6.Music can help you sleep (music can help you get away from sound sleep) Some people fall asleep even in noise, but some people cannot sleep even in a quiet environment. Because all organisms are different, their habits and activities are also different. Every human being is special in himself. Similarly, sleep habits vary from person to person. While excessive noise on the one hand causes discomfort and annoyance, too much peace produces despair and frustration. Both of these conditions are not good for us. Music or happy natural sounds help us fall asleep and in some cases it also helps us fall asleep faster, but this is not the case with everyone. Music is a stress-burner.
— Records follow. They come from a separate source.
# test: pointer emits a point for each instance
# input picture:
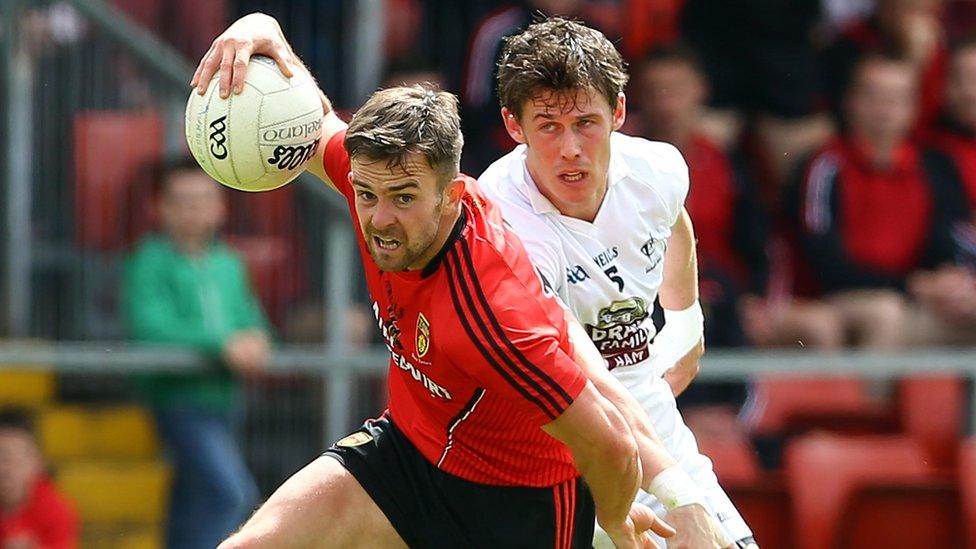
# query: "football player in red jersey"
(491, 419)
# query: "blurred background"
(832, 152)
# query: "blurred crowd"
(831, 145)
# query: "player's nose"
(384, 216)
(569, 146)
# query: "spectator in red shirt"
(33, 515)
(730, 224)
(907, 29)
(872, 208)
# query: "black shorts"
(433, 509)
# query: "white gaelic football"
(260, 139)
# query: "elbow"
(621, 446)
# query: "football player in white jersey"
(602, 217)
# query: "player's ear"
(620, 111)
(512, 125)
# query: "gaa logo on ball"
(260, 139)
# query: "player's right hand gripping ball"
(262, 138)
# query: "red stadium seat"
(967, 484)
(931, 409)
(906, 514)
(733, 460)
(767, 508)
(824, 472)
(110, 148)
(787, 404)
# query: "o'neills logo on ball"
(292, 131)
(423, 335)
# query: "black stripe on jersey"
(462, 415)
(475, 397)
(456, 284)
(546, 378)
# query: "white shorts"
(655, 396)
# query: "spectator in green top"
(184, 287)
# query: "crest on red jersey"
(423, 335)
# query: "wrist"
(674, 488)
(683, 329)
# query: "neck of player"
(448, 220)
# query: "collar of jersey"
(540, 204)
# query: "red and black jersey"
(960, 145)
(730, 227)
(480, 356)
(865, 37)
(862, 226)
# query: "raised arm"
(681, 343)
(606, 455)
(260, 34)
When I can't sleep, I start listening to songs in a very slow voice, it makes me sleep for a while. This is a really amazing way, you should try it all at once.

7. Books are your true friend: Instead of wasting time on why you can't sleep, you should go to your study room or any corner of your home and spend some time reading. Read something boring that doesn’t interest you. Now you will also agree that boring reading puts us to sleep immediately.

8. Let Your Rebel Mind Do It!: We all have rebellious tendencies in our childhood. Children do things that elders do not do. Our mind is also like this, whatever is forbidden, it definitely wants to do. Ultimately it leads to the discovery of why he is being banned from doing that work. And he doesn't rest until he gets to the root of the matter. That's why when you don't feel sleepy and don't want to sleep, try to relapse it. Trying to keep yourself awake by saying that. Enlarge your eyes. And signal your brain that you are not sleeping. Believe me, in a few moments your head will start to get heavy, you will get bored and tired.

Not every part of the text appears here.